Cependant, dans un autre aspect de ladite réforme, c’est la confusion. Et là, se trouve le danger. Le critère évoqué pour l’administration des différents états-majors de l’armée, repose sur les considérations ethniques. L’ethnie du président s’est bien taillée, de loin, la plus grande partie du gâteau.

Comme vous le voyez, M. le ministre, la réforme de l’armée faite par votre gouvernement n’est pas rassurante. Il y a forcément beaucoup de mécontents dans les rangs de nos forces de sécurité. De la même manière l’opposition se bat, aujourd’hui, pour le respect de l’ordre institutionnel, une bonne partie de l’armée guinéenne attend et souhaiterait aussi l’émergence d’une réelle réforme dans les structures de commandement des états-majors.
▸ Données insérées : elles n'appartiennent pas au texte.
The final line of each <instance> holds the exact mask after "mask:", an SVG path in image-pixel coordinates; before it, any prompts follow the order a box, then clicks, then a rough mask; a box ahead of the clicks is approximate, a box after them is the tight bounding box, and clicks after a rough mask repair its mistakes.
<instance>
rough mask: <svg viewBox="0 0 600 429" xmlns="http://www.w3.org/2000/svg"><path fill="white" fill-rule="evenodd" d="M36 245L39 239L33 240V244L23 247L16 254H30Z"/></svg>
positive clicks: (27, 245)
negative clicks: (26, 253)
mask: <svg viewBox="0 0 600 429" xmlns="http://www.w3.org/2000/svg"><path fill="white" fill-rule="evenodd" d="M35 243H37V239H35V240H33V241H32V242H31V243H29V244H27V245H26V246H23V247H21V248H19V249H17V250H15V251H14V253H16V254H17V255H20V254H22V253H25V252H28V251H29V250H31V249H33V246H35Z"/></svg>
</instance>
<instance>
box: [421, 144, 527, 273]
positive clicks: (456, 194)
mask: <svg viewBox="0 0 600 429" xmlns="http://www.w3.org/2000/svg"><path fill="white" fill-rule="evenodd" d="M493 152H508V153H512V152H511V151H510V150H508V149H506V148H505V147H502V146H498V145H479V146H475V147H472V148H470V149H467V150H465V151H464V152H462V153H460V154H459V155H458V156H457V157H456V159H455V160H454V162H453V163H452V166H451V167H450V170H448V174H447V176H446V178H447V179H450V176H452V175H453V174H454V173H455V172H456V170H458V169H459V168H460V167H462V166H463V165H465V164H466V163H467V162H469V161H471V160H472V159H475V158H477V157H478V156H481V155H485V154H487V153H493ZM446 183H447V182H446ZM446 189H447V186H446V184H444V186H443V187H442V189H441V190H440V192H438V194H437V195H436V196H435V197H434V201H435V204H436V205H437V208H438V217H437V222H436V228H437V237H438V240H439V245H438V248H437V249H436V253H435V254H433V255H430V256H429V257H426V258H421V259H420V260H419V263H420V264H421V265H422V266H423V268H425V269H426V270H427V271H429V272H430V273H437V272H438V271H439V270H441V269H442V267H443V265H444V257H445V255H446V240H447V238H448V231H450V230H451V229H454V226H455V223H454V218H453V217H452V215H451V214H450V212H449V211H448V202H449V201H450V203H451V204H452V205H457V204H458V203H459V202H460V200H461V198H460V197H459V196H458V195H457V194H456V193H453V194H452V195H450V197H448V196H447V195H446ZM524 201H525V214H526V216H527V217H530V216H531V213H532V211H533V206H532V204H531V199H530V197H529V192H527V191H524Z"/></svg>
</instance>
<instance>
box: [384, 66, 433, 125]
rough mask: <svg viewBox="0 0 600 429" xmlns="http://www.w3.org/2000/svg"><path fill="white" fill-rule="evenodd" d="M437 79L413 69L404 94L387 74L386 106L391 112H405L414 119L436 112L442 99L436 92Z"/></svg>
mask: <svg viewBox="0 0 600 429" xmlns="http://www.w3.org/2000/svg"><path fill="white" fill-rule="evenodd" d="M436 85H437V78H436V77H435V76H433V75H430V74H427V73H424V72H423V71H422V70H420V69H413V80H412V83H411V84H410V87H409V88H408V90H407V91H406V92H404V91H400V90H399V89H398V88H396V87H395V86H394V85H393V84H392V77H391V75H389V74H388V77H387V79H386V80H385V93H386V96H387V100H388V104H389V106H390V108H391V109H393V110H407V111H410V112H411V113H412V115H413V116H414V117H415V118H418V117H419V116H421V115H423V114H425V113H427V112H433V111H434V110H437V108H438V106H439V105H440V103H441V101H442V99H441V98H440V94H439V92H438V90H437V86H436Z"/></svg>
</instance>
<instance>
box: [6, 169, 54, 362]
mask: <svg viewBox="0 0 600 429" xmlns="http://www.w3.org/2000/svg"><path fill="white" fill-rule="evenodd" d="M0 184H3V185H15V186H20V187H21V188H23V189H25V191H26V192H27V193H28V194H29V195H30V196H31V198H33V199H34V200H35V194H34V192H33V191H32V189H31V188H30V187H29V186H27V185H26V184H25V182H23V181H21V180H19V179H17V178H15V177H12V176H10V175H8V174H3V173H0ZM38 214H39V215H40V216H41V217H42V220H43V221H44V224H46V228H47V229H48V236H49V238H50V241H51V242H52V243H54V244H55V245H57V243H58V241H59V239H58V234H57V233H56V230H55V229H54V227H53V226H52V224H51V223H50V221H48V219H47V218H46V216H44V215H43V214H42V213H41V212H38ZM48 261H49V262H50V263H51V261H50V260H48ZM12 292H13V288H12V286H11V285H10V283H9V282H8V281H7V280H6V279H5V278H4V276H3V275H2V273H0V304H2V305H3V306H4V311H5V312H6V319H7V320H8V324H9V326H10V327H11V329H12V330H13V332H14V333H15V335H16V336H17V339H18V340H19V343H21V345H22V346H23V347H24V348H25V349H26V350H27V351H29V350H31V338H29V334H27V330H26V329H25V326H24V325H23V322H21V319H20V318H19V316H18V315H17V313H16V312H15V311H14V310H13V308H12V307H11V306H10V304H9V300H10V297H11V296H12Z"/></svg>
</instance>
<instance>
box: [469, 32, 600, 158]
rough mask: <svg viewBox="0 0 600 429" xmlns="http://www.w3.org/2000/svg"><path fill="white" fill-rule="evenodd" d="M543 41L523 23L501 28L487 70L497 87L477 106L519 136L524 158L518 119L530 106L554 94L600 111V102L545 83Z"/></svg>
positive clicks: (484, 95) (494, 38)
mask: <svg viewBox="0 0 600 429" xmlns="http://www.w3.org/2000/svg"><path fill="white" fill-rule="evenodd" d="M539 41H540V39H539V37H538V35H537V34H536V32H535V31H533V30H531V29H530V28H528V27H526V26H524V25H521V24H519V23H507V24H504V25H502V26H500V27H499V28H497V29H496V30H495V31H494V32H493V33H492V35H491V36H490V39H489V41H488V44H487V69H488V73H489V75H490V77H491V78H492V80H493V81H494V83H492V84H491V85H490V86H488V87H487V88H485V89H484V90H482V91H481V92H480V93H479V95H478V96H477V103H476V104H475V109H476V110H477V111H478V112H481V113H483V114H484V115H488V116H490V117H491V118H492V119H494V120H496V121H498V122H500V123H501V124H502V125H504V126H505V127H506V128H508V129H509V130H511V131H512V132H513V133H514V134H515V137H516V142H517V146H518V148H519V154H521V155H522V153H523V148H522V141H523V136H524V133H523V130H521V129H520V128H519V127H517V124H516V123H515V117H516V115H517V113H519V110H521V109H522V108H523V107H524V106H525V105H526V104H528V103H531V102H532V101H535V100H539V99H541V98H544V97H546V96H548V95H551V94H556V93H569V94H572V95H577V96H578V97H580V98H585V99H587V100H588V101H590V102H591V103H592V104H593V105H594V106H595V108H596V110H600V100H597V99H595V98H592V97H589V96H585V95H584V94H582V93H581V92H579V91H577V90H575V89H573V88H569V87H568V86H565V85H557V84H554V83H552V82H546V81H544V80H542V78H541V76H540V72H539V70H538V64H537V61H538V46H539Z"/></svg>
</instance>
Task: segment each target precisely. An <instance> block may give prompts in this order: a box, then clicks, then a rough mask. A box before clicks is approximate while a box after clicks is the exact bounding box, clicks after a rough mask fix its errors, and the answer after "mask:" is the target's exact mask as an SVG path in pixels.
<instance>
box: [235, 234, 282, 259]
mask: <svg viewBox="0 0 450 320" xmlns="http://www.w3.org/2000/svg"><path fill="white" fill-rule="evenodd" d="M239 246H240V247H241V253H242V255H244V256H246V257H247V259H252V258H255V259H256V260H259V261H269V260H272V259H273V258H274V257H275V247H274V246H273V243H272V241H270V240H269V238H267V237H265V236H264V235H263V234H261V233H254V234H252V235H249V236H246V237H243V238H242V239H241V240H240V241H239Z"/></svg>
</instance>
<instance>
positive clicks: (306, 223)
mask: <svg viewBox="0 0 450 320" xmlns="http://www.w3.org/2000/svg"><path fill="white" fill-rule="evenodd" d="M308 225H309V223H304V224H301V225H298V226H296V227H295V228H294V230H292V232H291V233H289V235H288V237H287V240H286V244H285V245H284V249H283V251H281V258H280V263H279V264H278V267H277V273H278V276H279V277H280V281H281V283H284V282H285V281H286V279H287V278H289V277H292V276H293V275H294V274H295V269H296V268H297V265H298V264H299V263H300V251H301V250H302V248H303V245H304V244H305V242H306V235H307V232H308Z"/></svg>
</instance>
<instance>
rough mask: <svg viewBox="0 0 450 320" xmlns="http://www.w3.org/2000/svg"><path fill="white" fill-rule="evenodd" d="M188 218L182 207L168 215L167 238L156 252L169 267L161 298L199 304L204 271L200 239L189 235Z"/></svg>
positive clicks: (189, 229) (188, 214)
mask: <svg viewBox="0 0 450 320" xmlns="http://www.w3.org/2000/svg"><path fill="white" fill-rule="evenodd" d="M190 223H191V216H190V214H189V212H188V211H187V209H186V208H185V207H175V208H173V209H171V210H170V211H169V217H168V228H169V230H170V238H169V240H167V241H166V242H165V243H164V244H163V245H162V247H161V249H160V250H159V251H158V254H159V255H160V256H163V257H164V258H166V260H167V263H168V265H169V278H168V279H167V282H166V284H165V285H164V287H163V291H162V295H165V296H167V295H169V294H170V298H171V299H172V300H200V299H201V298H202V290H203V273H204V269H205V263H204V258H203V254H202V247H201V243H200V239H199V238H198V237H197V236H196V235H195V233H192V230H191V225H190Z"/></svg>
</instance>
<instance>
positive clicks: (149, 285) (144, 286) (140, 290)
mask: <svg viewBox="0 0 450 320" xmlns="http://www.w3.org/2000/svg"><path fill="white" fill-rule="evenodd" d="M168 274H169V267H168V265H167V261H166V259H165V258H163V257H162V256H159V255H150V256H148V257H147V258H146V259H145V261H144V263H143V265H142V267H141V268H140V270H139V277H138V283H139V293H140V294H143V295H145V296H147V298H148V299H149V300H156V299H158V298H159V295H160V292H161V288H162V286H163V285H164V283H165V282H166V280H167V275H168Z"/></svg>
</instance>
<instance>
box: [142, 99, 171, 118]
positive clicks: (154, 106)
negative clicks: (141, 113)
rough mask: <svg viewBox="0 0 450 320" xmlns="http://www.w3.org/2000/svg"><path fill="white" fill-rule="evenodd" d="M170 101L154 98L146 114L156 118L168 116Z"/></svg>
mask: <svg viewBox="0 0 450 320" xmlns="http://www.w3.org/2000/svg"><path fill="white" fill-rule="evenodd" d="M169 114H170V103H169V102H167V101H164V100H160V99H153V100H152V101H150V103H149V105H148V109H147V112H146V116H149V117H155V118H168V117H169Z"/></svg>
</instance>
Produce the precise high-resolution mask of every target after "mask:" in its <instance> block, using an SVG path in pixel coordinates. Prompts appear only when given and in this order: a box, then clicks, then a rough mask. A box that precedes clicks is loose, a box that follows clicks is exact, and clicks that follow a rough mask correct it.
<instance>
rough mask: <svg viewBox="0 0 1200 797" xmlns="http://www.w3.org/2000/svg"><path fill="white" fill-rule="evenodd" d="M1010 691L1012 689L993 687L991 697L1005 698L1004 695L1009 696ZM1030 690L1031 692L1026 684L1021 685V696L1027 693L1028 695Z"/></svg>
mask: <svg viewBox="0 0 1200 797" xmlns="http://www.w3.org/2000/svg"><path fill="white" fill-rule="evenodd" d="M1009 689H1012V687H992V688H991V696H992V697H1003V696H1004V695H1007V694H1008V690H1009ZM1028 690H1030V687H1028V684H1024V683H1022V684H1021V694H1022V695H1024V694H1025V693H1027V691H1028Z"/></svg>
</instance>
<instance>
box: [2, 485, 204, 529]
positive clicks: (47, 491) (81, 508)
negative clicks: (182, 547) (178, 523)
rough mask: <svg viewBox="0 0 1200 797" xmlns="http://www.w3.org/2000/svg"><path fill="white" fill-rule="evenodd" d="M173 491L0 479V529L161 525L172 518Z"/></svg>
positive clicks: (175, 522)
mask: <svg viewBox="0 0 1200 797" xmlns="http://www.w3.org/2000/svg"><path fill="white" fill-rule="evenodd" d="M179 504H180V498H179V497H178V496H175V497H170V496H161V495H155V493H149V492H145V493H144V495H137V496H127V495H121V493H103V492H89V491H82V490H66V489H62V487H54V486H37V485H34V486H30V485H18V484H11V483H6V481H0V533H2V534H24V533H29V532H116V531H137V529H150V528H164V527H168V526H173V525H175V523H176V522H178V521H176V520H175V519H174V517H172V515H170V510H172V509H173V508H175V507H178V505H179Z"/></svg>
Le fait que l’armée soit dans les casernes, ce n’est pas une raison costaude qu’elle ne renverse pas un pouvoir devenu corrompu, démagogue et récalcitrant. L’armée n’interviendrait pas pour s’éterniser au pouvoir (dans le monde devenu rationnel, ce n’est plus possible), mais elle interviendrait pour mettre de l’ordre et permettre une véritable transition politique, pouvant se conclure avec des élections libres et transparentes.

Monsieur le ministre des Affaires étrangères !

L’opposition républicaine qui se bat pour que votre gouvernement respecte la constitution, ne souhaite pas que le pays soit ingouvernable, ni ne veut pousser l’armée à prendre le pouvoir. Elle souhaite l’arbitrage de l’armée. Comme cela s’est impeccablement produit au Burkina Faso.